For the apple filling:
2 medium apples
1 tbsp flour
For the cake batter:
120g butter, at room temperature
170g sugar
1 tbsp vanilla sugar
2 eggs
120g Greek yogurt
240g flour
1 ½ tsp baking powder
½ tsp baking soda
1 tsp cinnamon
½ tsp salt
240ml Rosport classic sparkling water
For the topping:
60g flaked almonds
35g brown sugar
½ tsp cinnamon
Makes 1 cake in a 23cm Springform
Preheat the oven to 170C fan.
Start by peeling and coring the apples, then cut them into 1 cm chunks. Set aside.
Put the butter, sugar and vanilla sugar in a bowl and whisk until pale and fluffy. Add the eggs, one at a time, and beat between additions. Add the Greek yoghurt and mix again briefly.

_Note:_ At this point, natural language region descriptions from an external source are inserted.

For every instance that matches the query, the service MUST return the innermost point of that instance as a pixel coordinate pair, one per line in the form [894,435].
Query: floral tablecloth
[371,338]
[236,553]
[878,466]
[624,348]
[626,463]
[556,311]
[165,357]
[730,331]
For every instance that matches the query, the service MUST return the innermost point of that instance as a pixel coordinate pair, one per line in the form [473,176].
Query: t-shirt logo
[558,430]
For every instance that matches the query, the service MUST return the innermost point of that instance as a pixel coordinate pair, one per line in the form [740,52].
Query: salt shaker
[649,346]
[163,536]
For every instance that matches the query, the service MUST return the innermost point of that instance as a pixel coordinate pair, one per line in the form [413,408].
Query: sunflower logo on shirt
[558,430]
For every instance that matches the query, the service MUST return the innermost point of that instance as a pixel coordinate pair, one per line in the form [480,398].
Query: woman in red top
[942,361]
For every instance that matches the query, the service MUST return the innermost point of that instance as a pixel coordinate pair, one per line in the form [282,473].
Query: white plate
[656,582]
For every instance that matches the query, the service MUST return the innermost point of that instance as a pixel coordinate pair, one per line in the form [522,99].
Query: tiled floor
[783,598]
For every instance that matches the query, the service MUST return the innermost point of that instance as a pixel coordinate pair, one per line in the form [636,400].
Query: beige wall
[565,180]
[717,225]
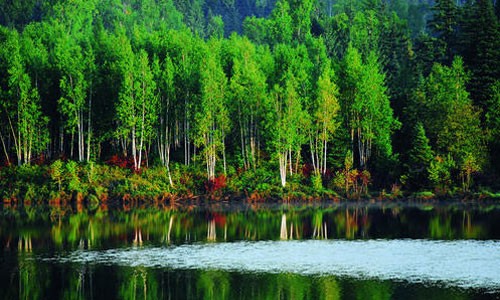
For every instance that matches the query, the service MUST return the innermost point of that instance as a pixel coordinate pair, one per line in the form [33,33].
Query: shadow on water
[230,250]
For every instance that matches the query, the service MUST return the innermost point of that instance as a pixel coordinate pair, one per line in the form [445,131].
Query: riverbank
[66,182]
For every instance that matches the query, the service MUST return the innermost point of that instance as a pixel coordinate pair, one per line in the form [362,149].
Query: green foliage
[158,81]
[420,158]
[440,173]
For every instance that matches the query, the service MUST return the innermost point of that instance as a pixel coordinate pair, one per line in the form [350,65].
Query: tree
[249,98]
[493,124]
[450,119]
[291,124]
[480,48]
[21,108]
[281,26]
[419,160]
[324,123]
[443,24]
[212,118]
[136,109]
[70,61]
[366,107]
[164,76]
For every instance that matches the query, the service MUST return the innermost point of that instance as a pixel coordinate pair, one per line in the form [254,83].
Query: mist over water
[461,263]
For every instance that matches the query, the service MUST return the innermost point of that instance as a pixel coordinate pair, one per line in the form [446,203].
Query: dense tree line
[405,90]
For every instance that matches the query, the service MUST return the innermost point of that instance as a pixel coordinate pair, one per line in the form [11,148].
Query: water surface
[248,251]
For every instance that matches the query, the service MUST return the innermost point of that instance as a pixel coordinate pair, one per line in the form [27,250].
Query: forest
[151,98]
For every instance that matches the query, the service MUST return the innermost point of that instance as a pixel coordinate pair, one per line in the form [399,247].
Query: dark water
[226,250]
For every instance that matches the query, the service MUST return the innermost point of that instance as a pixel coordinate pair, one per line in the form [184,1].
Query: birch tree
[212,118]
[22,107]
[324,120]
[249,97]
[136,110]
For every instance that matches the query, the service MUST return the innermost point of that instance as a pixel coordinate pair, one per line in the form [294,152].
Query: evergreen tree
[420,157]
[480,46]
[443,25]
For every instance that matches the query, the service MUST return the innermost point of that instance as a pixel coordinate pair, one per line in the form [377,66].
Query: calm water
[242,251]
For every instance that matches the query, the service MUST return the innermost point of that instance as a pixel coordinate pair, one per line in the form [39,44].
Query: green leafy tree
[249,98]
[324,120]
[419,160]
[212,118]
[136,110]
[291,124]
[366,107]
[21,108]
[450,119]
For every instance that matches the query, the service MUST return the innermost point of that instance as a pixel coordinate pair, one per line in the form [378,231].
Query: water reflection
[28,233]
[61,229]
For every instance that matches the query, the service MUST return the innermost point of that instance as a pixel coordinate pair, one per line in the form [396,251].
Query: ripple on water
[465,264]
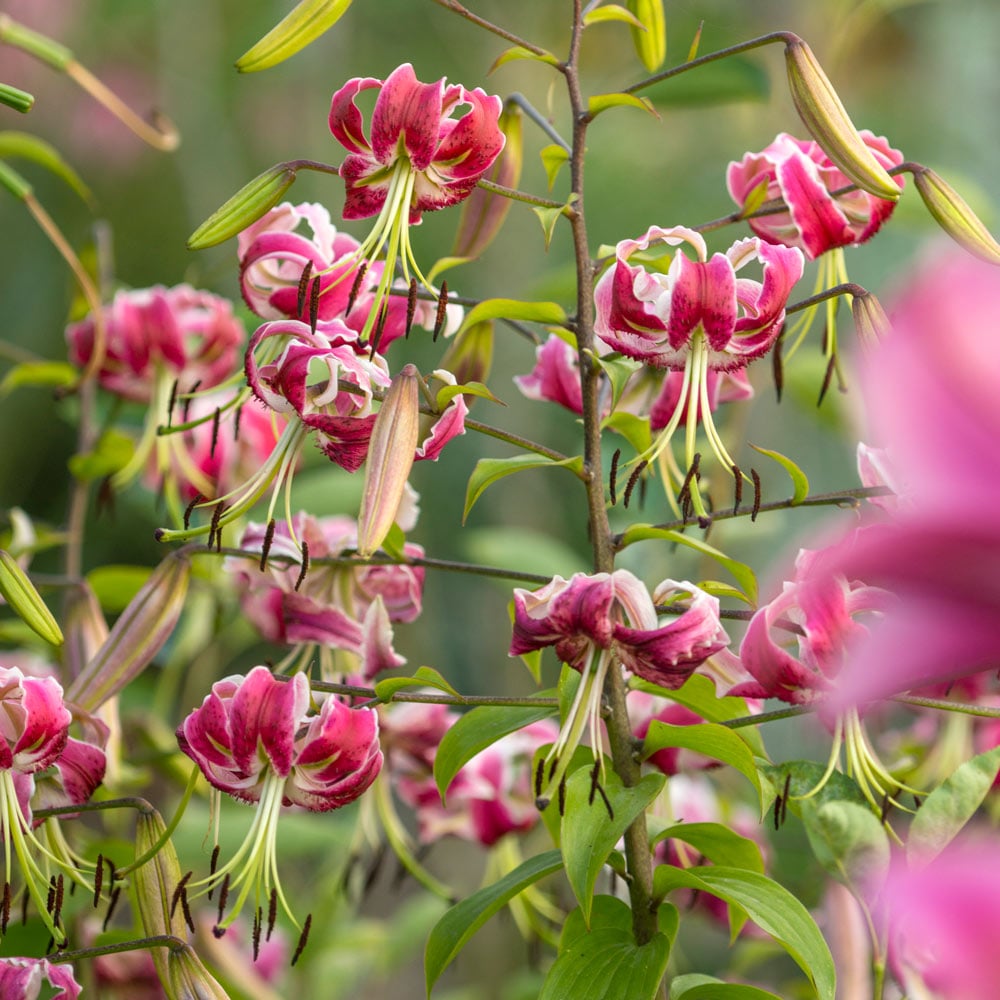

In a separate bowl, mix the flour, baking powder, baking soda, cinnamon and salt. Fold the dry ingredients through the wet ingredients, making sure not to overmix. Pour the sparkling water in the dough while whisking.
Toss the apples in 1 tablespoon of flour and fold through the batter.
Pour the batter into a 23cm Springform lined with baking paper.
In a medium bowl, combine the flaked almonds, brown sugar and cinnamon, and sprinkle over the cake.
Bake the cake for 50 minutes. Put on a wire rack to cool completely before removing from the Springform and serving.